Yine bu dönemde 24 Mart’ta Ankara Cumhuriyet Savcı Yardımcısı Doğan Öz öldürüldü. 1 Şubat 1979’da Milliyet Gazetesi başyazarı ve Genel Yayın Yönetmeni Abdi İpekçi öldürülmüştü. Toplumda ‘’Ecevit geldi, anarşi arttı’’ bu hükümet anarşi ve terörü önleyemedi mesajı veriliyordu. Kontrgerilla’nın uyguladığı psikolojik savaş yöntemleri Ecevit hükümetini yıpratıyordu. Bu psikolojik savaş ile iktidarın iradesini ve mücadele isteğini kırmak hedefleniyordu. Türkiye anarşi ve terör ile 12 Eylül’e sürüklenirken ABD’nin derin devletinin ve Kontrgerilla’nın örgüt şeması bu şekildeydi. Bülent Ecevit Başkan olduktan sonra Özel Harp Dairesi’nin dış düşmana karşı hazırlık söylemlerine kanarak herhangi bir değişiklik yapılmadı. Dolayısıyla 12 Mart mensupları hala ÖHD içerisinde örgütlü durumdalardı. MİT müsteşarının bu dönemde değiştirilmesine rağmen hiç MİT’te içerisindeki görev alanlarında köklü değişiklikler yapılmadı. MİT içinde MC zamanında oluşturulan örgütlenme hala hakim durumdaydı. Hükümet, MİT’in kendisine istihbarat vermediğine dair sitemlerde bulunuyordu. Polis içerisinde Türkeşci yapı varlığına devam ediyordu. 12 Eylül’e doğru Kontrgerilla faaliyetlerinde yer alan unsurlar ek olarak Özel Harp Dairesine bağlı bazı siviller, emekli veya görevde subaylar, MİT ve ÖHD mensupları, bir kısım polis şefleri ve polisler, ordu içindeki ırkçı-milliyetçi çekirdekler oluşturuyordu. Örneğin genç subaylar örgütü. MHP’nin orduda, poliste, MİT’te , ÖHD’de ve diğer birimlerde örgütlenmiş bir şemadan söz etmek doğru olacaktır. 12 Eylül gününe kadar başarı ile örgütlenen Kontrgerilla, suikastlar, katliamlar, cumhurbaşkanı seçimi krizi; siyasi, sosyal ve ekonomik istikrarsızlık gibi sebepleri toplumda çarpıtarak  12 Mart 1971 Muhtırası’nın ardından Türkiye Cumhuriyeti tarihinde silahlı kuvvetlerin yönetime karşı gerçekleştirdiği üçüncü ve son başarılı darbeyi gerçekleştirmiş oldu. CIA’nın da ifadesiyle ‘’onların oğlanları başardılar’’.

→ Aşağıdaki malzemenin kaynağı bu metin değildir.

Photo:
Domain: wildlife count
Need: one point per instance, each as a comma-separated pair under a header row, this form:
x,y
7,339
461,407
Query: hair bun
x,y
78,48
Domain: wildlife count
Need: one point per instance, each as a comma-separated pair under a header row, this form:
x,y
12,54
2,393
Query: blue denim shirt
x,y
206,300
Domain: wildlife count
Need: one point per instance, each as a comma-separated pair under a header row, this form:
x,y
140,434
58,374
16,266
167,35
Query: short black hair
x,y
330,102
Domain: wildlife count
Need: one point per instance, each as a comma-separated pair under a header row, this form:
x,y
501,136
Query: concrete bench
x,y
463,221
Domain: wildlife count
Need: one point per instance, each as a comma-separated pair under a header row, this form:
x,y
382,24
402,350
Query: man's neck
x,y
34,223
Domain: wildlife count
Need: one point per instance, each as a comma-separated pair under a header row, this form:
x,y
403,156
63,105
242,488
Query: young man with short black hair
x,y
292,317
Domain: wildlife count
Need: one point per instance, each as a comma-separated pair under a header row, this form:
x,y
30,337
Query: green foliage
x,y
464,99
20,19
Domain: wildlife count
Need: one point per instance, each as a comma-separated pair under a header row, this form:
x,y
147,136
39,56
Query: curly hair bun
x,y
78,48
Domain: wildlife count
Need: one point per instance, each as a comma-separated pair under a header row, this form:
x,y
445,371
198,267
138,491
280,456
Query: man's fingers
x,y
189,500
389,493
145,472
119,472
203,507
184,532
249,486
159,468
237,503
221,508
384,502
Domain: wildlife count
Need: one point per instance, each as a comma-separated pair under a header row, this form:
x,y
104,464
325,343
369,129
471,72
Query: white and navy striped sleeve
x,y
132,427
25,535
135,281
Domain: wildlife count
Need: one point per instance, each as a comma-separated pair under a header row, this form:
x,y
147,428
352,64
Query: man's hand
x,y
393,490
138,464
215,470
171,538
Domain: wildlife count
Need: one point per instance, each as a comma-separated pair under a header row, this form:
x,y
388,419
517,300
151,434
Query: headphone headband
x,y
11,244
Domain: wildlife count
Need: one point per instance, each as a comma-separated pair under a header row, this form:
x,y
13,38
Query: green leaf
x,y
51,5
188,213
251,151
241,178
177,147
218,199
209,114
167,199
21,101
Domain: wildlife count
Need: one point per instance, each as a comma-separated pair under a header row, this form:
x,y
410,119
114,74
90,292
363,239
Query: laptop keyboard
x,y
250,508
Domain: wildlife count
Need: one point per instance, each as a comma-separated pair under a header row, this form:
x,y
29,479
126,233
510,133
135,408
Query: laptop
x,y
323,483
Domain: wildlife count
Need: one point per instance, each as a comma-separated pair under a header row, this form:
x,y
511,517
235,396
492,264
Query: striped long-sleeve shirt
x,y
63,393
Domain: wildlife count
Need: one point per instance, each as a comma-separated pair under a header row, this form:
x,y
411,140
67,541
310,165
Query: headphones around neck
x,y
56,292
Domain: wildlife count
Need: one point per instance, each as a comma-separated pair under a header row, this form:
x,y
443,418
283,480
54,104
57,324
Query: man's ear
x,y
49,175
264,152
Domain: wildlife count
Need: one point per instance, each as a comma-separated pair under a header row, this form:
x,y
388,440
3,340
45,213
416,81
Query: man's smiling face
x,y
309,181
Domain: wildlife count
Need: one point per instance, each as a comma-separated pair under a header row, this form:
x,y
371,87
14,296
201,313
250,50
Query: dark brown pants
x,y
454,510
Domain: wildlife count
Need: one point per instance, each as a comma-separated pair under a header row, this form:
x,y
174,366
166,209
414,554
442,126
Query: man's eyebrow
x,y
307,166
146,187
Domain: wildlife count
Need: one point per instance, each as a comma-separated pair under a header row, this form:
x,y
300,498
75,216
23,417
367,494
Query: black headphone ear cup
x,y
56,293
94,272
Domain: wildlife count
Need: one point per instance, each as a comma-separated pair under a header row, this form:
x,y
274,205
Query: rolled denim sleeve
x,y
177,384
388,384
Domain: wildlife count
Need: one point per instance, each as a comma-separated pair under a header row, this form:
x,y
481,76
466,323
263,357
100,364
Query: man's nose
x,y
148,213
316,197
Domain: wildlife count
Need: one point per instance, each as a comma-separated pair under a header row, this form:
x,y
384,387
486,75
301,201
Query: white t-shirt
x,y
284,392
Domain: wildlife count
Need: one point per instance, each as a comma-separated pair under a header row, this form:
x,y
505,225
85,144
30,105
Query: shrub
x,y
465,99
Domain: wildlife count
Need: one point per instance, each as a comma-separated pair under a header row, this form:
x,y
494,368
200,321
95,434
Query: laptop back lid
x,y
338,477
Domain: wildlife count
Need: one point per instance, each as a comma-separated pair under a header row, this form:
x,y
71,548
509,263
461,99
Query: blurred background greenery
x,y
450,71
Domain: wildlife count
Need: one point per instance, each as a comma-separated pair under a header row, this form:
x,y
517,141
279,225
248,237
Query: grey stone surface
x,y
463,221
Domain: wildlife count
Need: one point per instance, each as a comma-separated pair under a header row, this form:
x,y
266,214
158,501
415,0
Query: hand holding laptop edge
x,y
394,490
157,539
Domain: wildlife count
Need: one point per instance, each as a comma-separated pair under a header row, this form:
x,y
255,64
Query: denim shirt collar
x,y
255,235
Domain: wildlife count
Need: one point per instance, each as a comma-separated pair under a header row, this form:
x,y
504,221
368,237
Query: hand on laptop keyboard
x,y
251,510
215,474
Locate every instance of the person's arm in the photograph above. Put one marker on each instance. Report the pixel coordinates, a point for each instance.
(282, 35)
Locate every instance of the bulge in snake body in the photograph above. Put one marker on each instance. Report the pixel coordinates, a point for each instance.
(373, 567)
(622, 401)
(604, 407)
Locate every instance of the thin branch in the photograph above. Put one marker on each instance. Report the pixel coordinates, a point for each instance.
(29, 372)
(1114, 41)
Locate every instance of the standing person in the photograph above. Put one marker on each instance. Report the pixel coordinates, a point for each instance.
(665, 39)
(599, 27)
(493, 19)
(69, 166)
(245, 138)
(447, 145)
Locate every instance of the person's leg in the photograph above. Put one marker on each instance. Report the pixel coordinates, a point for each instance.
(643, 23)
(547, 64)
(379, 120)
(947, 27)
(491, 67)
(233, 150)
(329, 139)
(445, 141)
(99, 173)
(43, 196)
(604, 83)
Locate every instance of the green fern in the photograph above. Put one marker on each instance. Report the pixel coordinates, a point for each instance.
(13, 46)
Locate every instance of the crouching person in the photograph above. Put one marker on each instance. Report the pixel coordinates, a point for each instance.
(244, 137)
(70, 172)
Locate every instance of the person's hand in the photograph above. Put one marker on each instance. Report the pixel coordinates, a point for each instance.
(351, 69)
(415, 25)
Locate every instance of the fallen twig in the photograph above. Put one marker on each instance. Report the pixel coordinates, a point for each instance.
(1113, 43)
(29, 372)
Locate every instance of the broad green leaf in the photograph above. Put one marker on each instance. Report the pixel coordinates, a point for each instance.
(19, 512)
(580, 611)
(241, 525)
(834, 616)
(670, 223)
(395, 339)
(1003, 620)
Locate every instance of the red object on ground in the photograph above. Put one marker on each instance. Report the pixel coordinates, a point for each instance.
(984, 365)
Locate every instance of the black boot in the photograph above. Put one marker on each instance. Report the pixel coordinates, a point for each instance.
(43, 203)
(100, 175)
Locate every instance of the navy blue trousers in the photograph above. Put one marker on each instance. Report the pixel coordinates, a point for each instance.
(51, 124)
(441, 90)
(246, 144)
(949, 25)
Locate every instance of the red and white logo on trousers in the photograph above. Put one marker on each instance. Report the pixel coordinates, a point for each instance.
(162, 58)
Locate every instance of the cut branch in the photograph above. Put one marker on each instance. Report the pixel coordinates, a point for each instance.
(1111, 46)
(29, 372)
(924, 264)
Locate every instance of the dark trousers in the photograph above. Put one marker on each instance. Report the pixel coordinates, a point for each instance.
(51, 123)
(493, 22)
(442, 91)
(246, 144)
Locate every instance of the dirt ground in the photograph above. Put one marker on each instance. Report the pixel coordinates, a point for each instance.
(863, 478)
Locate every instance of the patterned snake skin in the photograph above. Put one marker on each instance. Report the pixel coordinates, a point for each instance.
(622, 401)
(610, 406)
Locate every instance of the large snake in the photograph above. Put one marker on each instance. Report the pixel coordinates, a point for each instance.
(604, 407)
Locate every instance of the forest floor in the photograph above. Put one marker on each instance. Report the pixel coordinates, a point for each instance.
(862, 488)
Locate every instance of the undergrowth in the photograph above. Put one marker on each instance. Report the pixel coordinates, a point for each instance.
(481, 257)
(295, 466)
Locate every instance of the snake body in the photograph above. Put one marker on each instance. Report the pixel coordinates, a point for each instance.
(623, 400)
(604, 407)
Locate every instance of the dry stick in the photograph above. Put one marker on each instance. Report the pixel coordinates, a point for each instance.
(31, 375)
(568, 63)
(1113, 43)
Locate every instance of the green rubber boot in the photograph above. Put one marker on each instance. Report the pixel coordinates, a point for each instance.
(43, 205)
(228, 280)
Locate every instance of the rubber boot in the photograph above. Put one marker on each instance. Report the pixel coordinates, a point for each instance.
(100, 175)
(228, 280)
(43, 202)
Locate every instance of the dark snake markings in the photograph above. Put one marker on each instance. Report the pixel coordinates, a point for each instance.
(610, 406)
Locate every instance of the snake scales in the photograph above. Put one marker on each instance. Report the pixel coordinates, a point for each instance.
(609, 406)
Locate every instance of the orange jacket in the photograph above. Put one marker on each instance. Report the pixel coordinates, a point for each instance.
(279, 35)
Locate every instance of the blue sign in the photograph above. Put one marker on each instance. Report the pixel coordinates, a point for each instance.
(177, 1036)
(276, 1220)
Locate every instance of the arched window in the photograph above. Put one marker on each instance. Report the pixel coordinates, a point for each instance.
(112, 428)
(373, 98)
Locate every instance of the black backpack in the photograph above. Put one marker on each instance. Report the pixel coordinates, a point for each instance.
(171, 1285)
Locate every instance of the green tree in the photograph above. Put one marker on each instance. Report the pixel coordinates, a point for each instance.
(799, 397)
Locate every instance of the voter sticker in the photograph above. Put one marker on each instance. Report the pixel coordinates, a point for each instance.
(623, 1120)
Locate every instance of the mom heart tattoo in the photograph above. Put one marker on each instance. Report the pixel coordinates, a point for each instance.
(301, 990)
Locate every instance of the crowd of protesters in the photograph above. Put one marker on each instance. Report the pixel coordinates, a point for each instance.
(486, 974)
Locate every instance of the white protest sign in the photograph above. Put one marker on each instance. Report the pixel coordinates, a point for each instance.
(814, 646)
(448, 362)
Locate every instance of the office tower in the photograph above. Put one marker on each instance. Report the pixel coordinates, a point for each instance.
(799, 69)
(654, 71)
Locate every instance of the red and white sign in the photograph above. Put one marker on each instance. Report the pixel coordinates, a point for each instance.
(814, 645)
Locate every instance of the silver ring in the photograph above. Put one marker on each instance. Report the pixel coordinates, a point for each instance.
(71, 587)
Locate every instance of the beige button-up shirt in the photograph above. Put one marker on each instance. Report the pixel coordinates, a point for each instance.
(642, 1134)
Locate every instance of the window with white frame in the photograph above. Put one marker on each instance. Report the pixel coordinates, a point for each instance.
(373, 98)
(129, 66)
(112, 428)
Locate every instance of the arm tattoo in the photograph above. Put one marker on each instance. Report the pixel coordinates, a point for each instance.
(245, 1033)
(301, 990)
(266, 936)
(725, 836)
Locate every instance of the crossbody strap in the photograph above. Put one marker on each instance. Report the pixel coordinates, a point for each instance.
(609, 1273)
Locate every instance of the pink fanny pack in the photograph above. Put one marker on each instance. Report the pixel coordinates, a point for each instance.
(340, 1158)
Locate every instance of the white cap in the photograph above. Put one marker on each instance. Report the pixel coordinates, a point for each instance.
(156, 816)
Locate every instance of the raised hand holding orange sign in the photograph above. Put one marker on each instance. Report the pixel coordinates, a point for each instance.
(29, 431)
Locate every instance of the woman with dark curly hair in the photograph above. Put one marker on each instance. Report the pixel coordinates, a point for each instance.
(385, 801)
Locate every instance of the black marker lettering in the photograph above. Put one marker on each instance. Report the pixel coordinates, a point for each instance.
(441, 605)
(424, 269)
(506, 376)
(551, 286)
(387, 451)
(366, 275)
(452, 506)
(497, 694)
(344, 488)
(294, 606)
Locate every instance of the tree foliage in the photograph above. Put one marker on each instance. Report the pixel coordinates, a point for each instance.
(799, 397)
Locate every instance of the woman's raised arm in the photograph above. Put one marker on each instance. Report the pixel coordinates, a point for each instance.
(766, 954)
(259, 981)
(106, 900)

ABD Türkiye’de Neden Darbe Yapmak istedi

ABD kapitalizmin emperyalizme dönüşmesi ile birlikte, yeryüzündeki bütün milli kuvvetleri, kendi çıkarları neticesinde yönlendirmeyi bir dünya görüşü olarak kabul etti.

Günümüzde bunun karşılığı emperyalizmdir. ABD bu faaliyetleri bazen doğrudan içeriden bazen de dışarıdan yaptırım tehditleri ile sağlamaya çalıştı. Türkiye 1945 sürecinde Küçük Amerika olacağız   yalanları ile ABD’nin her türlü aracına teslim edilmek istendi. Türkiye’de 27 Mayıslar gibi devrimci süreçlerde ABD’nin Türkiye’ye yerleştirdiği, Gladyo, örgüt vb. her türlü yapı ile savaşan milli ilerici kuvvetlerin varlığı her dönem ABD’ye sorun yarattı. ABD bu sorunları ortadan kaldırmak için her türlü savaş aygıtını yönlendirdi. 12 Mart sürecinde sosyal gelişme ekonomik gelişmeyi geçmiştir diyerek, yani işçi, köylü, memur, gençlik mücadeleleri ve talepleri , ekonomik gelişmeyi geçmiştir ifadesi Amerikancı derin devlet , halkın özellikle emekçi sınıfların ekonomik ve demokratik taleplerini ortadan kaldırmak için 12 Mart darbesi ile yanıt vermişti. 27 Mayıs ile birlikte gelen özgürlükleri kısıtlamak yükselen 

solu ve fikir akımlarını , ABD’nin Türkiye içerisindeki aparatlarına karşı olan mücadeleyi kesmeyi hedefledi. Türkiye’deki her Amerikancı darbenin ilk işi ordudaki Kemalist birikimi ve kuvveti tasfiye etmek oldu. Kemalist devrimin kazanımlarını ortadan kaldırmak isteyen ABD Türkiye’de 12 Mart ve 12 Eylül darbeleri ile karşı bir karşı devrim yaratmak istedi. Bu darbeler kendi kendine yeten bir Türkiye’den bağımlı bir Türkiye yaratma adımıydı. Türkiye’yi emperyalizm ile savaşan konumdan uysal bir konuma sokmak için bu darbeleri yapmak istedi. 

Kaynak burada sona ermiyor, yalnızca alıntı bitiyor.